1952 flywheel lead mill
Cast-iron frame, hand-cranked flywheel, replaceable tool-steel dies. The throat takes slugs up to 1-3/8" square. Belt-driven straightening rollers on the exit side. Two rebuilds, one re-babbitted bearing. It will outlive me.
The bench
A brief tour of the tools in daily use. Nothing here is rare; most of it is just old enough to behave predictably. The mill itself is the only one-of-a-kind object, and even it has a sibling still running in a studio in Ontario.
Cast-iron frame, hand-cranked flywheel, replaceable tool-steel dies. The throat takes slugs up to 1-3/8" square.
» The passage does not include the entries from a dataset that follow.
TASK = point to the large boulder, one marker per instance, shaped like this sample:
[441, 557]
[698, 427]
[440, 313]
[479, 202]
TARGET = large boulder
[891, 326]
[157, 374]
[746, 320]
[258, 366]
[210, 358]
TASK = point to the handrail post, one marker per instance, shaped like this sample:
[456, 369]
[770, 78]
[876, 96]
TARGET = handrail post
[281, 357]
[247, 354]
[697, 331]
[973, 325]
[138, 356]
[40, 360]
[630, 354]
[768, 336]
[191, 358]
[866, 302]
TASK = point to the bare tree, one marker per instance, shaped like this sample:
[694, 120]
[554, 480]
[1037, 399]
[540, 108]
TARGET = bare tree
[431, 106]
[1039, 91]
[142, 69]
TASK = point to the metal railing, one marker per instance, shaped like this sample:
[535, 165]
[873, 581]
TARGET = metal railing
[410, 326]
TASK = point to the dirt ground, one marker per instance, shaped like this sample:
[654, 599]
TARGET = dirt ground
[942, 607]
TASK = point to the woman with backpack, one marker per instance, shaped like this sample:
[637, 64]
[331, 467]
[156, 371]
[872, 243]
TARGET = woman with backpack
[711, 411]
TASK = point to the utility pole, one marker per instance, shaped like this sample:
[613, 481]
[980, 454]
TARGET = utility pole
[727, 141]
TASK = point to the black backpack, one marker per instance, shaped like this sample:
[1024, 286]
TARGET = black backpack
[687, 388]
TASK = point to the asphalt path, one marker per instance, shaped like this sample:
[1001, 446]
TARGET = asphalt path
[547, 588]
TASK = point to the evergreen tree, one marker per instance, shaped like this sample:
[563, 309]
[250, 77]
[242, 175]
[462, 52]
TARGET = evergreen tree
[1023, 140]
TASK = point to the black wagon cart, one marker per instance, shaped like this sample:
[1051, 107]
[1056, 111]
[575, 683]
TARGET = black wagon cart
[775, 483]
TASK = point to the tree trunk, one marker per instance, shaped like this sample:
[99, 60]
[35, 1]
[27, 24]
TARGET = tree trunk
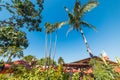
[45, 50]
[50, 49]
[55, 47]
[86, 43]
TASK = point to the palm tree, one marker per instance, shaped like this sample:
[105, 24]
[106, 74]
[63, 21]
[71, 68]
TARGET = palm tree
[50, 28]
[76, 22]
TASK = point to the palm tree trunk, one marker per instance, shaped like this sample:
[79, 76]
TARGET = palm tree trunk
[9, 58]
[50, 49]
[55, 47]
[45, 50]
[86, 43]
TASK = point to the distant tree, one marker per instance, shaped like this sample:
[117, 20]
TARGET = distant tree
[61, 60]
[50, 28]
[23, 13]
[12, 42]
[76, 19]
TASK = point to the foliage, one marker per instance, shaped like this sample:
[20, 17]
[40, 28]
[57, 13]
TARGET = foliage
[12, 42]
[23, 13]
[48, 61]
[104, 71]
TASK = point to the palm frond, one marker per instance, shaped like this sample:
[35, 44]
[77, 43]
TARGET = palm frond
[70, 29]
[59, 24]
[88, 6]
[77, 7]
[66, 9]
[88, 25]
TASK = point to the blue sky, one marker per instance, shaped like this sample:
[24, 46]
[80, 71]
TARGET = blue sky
[105, 17]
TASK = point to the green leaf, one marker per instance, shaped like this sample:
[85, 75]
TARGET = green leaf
[88, 6]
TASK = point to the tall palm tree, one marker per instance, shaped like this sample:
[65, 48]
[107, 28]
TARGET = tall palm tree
[76, 22]
[61, 60]
[50, 28]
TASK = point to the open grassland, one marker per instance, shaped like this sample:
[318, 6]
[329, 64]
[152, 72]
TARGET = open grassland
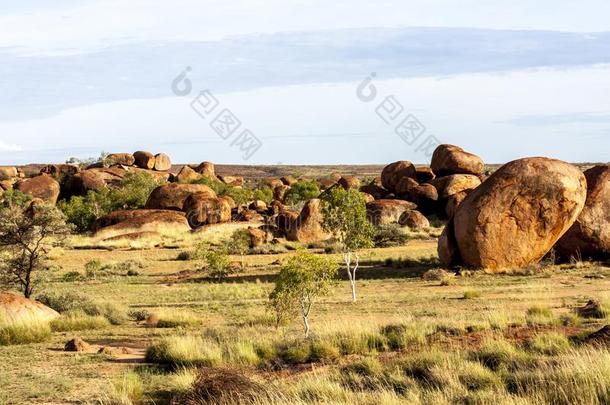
[474, 338]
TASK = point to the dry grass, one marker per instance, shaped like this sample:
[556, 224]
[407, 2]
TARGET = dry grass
[493, 349]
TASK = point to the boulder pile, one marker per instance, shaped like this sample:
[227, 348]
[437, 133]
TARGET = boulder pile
[516, 216]
[589, 237]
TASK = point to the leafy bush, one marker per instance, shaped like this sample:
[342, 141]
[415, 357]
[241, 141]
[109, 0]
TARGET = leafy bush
[471, 294]
[138, 315]
[302, 191]
[241, 195]
[218, 264]
[176, 351]
[263, 193]
[132, 193]
[71, 302]
[14, 198]
[390, 235]
[78, 320]
[82, 212]
[551, 343]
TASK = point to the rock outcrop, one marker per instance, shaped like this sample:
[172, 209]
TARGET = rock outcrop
[517, 215]
[451, 159]
[589, 237]
[172, 196]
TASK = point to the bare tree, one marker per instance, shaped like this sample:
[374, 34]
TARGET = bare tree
[26, 236]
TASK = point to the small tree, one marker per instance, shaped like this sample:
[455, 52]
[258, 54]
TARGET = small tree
[302, 191]
[302, 279]
[239, 244]
[217, 262]
[345, 218]
[26, 237]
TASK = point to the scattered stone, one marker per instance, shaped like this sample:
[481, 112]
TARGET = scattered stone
[288, 180]
[43, 186]
[349, 182]
[206, 169]
[592, 310]
[455, 183]
[451, 159]
[589, 237]
[77, 345]
[600, 338]
[234, 181]
[516, 217]
[383, 212]
[308, 226]
[7, 172]
[125, 159]
[414, 220]
[187, 175]
[454, 201]
[435, 275]
[172, 196]
[258, 237]
[424, 174]
[61, 171]
[144, 160]
[392, 173]
[258, 205]
[162, 162]
[279, 193]
[152, 320]
[202, 210]
[137, 221]
[14, 308]
[273, 183]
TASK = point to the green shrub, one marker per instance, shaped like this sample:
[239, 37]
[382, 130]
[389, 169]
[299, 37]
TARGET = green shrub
[71, 302]
[184, 256]
[78, 320]
[218, 263]
[302, 191]
[132, 193]
[82, 212]
[263, 193]
[65, 302]
[72, 276]
[14, 198]
[175, 351]
[323, 352]
[93, 268]
[551, 344]
[497, 354]
[298, 353]
[138, 315]
[471, 294]
[390, 235]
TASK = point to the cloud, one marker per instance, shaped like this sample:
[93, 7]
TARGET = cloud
[9, 147]
[42, 85]
[560, 119]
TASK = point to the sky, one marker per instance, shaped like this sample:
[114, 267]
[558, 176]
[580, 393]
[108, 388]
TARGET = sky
[304, 81]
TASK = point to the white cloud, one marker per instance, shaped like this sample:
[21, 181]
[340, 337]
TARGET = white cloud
[9, 147]
[326, 123]
[106, 22]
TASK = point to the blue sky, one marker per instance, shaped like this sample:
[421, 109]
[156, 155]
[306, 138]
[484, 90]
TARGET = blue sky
[503, 79]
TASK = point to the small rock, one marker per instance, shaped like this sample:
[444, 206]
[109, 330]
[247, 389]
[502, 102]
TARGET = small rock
[77, 345]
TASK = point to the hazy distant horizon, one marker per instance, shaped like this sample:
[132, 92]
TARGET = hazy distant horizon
[503, 80]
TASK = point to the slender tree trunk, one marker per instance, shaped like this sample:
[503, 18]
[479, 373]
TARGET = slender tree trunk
[351, 273]
[306, 325]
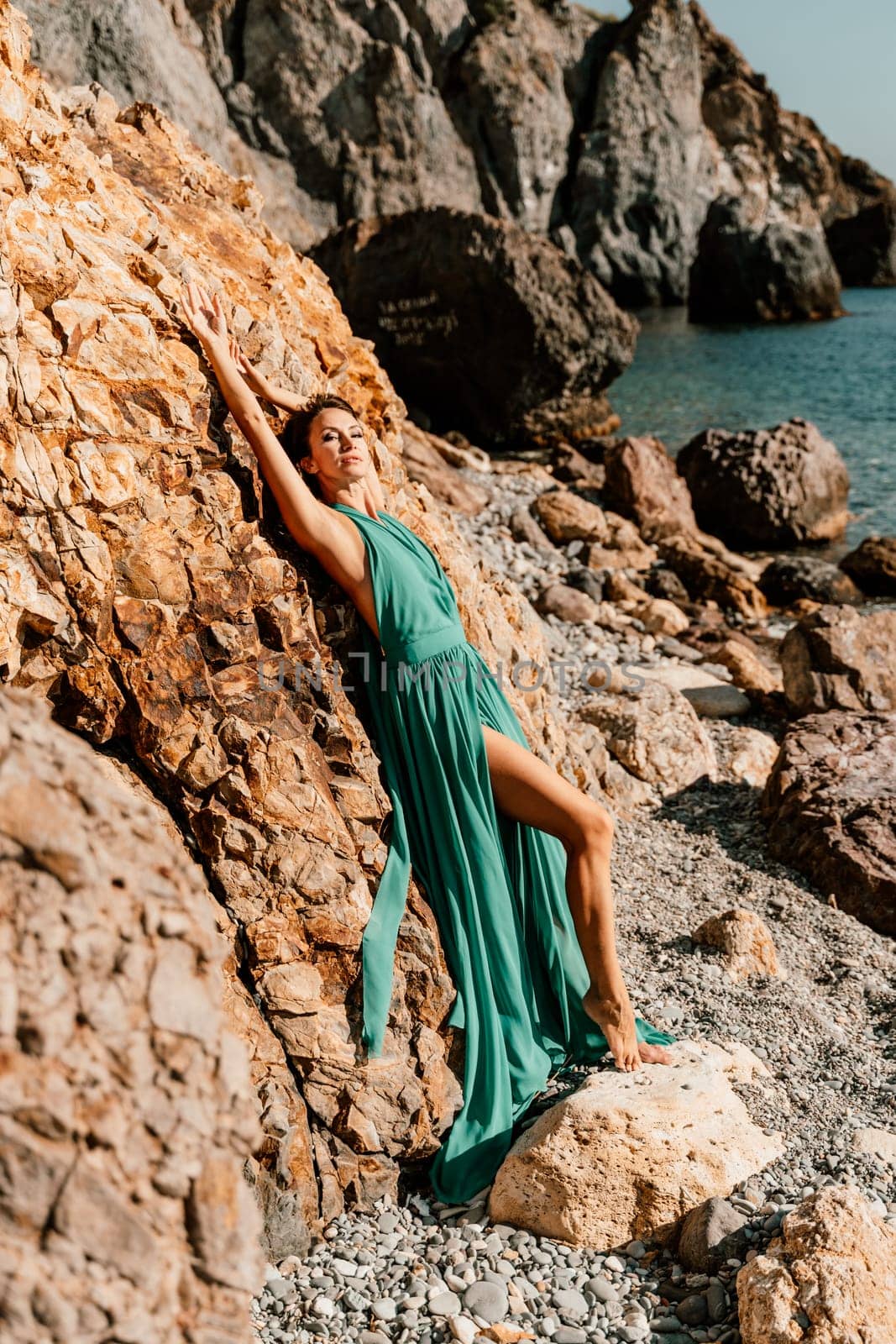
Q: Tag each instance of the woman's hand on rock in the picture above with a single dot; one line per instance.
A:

Belt-driven straightening rollers on the exit side. Two rebuilds, one re-babbitted bearing. It will outlive me.
Forty-two active profiles on the rack. Each is a hardened O1 steel block with the negative of a came cross-section cut into its face. The one in red is die H-316 — the 3/16" H-came I draw most often. Blanks wait on the lathe shelf for the next custom job.
Rock maple top on a welded steel frame. End-clamps with rubber faces. Came comes off the mill slightly wandering; a pass between the clamps, a light roll with the wooden fid, and it's true enough for a leader to lay in blind.
A pair of steel rollers with shallow knurling, squeezed by a hand-wheel. Pass came through on the way off the mill and the leaves crimp just enough to hold their rise against glass without needing to be pinched along every cut line.
Three tools a leader wouldn't work without: the curved lead knife for cutting came without crushing the heart, the hardwood fid for opening leaves, the lathykin for burnishing them back down. Mine are older than the mill; they came with the apprenticeship.
Cast-iron ladle with a rosewood handle. A four-up cast-iron slug mold chalked with graphite between pours to keep the slugs releasing clean. Pours happen in the morning with the big doors open and the stove cold.